Courtesy of the artist

Kiluanji Kia Henda (Angola, 1979) lives and works in Luanda. In his practice, he uses art as a means of transmitting and constructing history, exploring photography, video, performance, installations, object-sculpture, music and avant-garde theatre as ways of materializing fictional narratives and shifting facts to different temporalities and struggles. Using humor and irony, the artist represents the complexity of themes such as identity, politics, and perceptions of post-independence and modernity in Africa. Working in perverted complicity with historical legacy, he sees the process of appropriation and manipulation of public spaces and structures as different constructions of the collective memory.

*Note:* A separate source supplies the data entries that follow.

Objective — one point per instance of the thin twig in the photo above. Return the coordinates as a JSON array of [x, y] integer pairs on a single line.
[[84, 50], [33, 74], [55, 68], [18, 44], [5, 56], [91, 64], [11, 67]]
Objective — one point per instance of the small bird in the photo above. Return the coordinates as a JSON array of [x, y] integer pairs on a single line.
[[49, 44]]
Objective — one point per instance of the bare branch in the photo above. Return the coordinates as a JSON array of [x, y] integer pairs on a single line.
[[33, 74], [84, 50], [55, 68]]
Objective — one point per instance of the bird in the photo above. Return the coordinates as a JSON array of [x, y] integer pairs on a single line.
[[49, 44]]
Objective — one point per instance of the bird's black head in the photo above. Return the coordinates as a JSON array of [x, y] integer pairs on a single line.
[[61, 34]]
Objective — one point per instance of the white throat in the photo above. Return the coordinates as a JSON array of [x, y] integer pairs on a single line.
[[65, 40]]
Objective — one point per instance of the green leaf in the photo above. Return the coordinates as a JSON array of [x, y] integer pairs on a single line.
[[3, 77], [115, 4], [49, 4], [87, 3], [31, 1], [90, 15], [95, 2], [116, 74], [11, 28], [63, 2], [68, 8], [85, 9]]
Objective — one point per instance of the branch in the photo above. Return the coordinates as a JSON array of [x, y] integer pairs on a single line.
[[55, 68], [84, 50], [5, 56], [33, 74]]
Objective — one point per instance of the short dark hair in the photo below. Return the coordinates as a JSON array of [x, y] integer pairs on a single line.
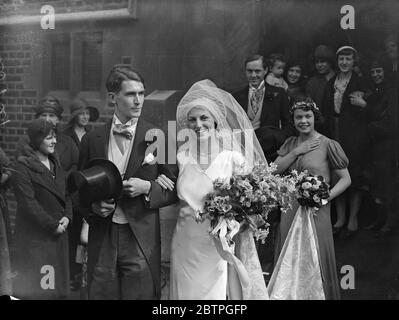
[[120, 73], [256, 57], [348, 52], [273, 58]]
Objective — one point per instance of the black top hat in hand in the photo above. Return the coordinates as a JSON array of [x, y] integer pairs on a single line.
[[101, 180]]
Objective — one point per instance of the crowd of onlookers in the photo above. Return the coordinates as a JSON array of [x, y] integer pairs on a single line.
[[360, 110]]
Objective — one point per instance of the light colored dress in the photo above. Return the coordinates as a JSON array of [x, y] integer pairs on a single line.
[[197, 270], [321, 161]]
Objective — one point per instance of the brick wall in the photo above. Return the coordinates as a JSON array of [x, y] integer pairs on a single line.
[[15, 52]]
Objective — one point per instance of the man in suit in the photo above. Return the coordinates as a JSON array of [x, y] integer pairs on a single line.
[[267, 107], [124, 249]]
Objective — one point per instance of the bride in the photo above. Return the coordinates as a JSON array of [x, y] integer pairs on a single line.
[[201, 266]]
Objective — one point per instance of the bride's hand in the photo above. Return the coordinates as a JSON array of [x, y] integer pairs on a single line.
[[307, 146], [225, 250], [165, 182]]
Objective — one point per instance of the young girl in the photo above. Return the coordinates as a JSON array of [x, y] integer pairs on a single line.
[[276, 71]]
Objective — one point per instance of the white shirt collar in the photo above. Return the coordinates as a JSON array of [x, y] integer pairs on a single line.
[[261, 85], [130, 125]]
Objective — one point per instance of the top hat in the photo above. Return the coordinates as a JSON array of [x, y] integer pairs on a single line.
[[49, 104], [101, 180]]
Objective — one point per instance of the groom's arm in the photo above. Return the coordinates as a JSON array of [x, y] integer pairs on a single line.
[[159, 197]]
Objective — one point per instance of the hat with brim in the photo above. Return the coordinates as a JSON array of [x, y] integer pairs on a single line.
[[49, 104], [80, 105], [324, 53], [100, 181]]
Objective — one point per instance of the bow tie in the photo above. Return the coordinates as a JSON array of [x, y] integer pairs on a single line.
[[122, 131]]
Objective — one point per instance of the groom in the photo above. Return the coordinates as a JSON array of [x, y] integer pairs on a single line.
[[124, 250]]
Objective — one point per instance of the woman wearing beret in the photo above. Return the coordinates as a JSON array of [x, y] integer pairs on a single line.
[[5, 230], [346, 118], [43, 214], [81, 114]]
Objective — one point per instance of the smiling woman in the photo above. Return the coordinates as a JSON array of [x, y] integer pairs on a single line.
[[43, 214]]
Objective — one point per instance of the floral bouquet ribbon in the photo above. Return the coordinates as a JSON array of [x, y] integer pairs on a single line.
[[222, 235]]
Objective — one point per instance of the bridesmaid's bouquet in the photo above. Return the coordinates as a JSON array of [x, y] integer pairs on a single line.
[[312, 190], [247, 197]]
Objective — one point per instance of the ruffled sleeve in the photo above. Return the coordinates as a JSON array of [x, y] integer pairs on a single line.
[[239, 163], [287, 146], [336, 155]]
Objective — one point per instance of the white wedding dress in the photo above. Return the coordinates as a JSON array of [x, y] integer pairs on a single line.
[[197, 270]]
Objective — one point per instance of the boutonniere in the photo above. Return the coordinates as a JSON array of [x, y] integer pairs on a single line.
[[149, 159], [270, 95]]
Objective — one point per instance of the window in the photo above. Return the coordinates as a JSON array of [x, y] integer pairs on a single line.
[[60, 63], [92, 62]]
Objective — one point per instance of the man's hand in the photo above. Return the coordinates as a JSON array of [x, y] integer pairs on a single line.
[[64, 222], [135, 187], [307, 146], [60, 230], [3, 178], [104, 208]]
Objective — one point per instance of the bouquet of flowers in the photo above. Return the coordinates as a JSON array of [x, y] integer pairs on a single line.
[[247, 197], [312, 190]]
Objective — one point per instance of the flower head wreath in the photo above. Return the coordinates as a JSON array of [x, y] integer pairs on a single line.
[[305, 105]]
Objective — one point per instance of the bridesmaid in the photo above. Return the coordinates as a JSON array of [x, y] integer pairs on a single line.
[[5, 228], [43, 215], [81, 114], [295, 78], [319, 155]]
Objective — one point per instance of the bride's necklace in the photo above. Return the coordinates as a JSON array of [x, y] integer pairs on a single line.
[[46, 162]]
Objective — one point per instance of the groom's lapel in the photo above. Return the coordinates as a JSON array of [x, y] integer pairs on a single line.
[[103, 139], [138, 151]]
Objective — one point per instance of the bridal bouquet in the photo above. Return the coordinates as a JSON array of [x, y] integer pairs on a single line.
[[247, 197], [312, 190]]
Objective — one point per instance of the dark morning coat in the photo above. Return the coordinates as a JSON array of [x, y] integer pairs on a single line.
[[143, 216], [41, 202], [66, 149], [275, 111]]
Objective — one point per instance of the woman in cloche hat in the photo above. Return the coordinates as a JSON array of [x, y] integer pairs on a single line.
[[43, 214]]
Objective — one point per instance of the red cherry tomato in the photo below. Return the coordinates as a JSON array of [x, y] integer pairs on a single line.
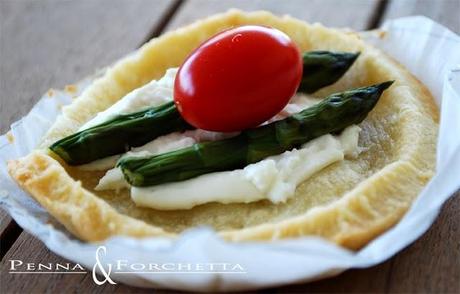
[[238, 79]]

His work was included or commissioned over  the last years for: 60th Venice Biennale; Serpentine Galleries, London; Haus der Kulturen der Welt (HKW), Berlin; Centre George Pompidou, Paris; Migros Museum, Zurich; International Film Festival of Rotterdam; 2nd Lubumbashi Biennale; 12th Gwangju Biennale; Tate Modern, London; Guggenheim Museum, Bilbao; 3rd New Museum Triennial, New York; 11th Biennale of Dakar; Bergen Assembly – 1st Bergen Biennial; Tamayo Museum, Mexico DC; 29th São Paulo Biennale (2010); 52nd Venice Biennale – African Pavilion (2007), and Luanda Triennial, Luanda (2007), among others. In 2012, Kia Henda won the National Prize for Culture and Arts, awarded by the Angolan Ministry of Culture, and in 2014 he was selected among 100 Leading Global Thinkers by the US magazine Foreign Politics. In 2017, he won the Frieze Artist Award and in 2019 he was selected for the Unlimited Basel project.